“Yes, we had hoped,” Peter replied with a smile.

Duke Fallows appeared from the shadows and hastily pressed his hand. Abel had turned toward the square of light, as if there were still another.

She came forward like a wraith—into the light—and still toward him, her lips parted, her eyes intent upon him. The sentry who had brought him turned, clattered down the stairs. The door was shut by the other sentry. Her lips moved, but there was nothing that he heard. With one hand still in his, she turned and led him back under the daylight to the shadows.... He heard Moritz Abel's voice repeating that he had been a poor protector. Fallows spoke....

There was much to it, hardly like a human episode—the silence so far as words between them, the tragedy in each soul that the other must go; the tearing readjustments to the end of all work in the world, and the swift reversion of the mind to its innumerable broken ends of activity; and above all, the deep joy of their being together in this last intense weariness.... She wore her white veiled cap and apron; having followed the summons from her work. There was a chair in the shadows, and she pressed him down in her old way, and took her own place before him (as in her own house) half-sitting, half-kneeling.

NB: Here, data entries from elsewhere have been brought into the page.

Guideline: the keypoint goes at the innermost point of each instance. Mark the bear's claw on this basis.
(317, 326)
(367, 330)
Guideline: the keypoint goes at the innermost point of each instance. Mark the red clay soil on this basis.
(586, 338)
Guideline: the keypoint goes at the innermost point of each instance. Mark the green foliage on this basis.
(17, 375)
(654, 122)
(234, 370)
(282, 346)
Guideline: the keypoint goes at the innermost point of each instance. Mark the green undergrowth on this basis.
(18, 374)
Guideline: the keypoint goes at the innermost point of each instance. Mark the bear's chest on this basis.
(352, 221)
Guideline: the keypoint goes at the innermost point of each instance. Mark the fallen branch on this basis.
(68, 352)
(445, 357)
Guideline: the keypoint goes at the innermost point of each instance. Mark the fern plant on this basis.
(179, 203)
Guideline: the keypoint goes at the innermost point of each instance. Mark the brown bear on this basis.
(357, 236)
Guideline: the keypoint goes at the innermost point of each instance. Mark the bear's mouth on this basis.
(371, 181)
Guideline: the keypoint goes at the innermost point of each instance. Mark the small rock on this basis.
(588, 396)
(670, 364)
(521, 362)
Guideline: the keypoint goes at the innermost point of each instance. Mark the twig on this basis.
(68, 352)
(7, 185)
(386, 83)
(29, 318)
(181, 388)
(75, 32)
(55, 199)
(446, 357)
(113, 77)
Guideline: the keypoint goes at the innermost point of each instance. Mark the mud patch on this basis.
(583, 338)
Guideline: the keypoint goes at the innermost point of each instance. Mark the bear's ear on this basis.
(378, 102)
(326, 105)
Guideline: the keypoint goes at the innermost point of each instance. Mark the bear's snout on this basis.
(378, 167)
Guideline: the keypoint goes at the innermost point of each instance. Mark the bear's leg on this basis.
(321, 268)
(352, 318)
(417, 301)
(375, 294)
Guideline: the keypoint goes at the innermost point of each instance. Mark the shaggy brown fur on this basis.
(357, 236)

“Peter, I could not believe—until I touched you. I was praying just here, that you would not come—”

“I am very grateful to be here,” he said.

“I was so lonely. I was afraid of death. Fallows talked to me and Moritz Abel—but it did not do. I was thinking of you at the battle, as if you were a thousand miles away—as if I were waiting, as a mother for you, waiting for tidings with a babe in her arms—”

She paused and he said, “Tell me,” knowing that she must speak on.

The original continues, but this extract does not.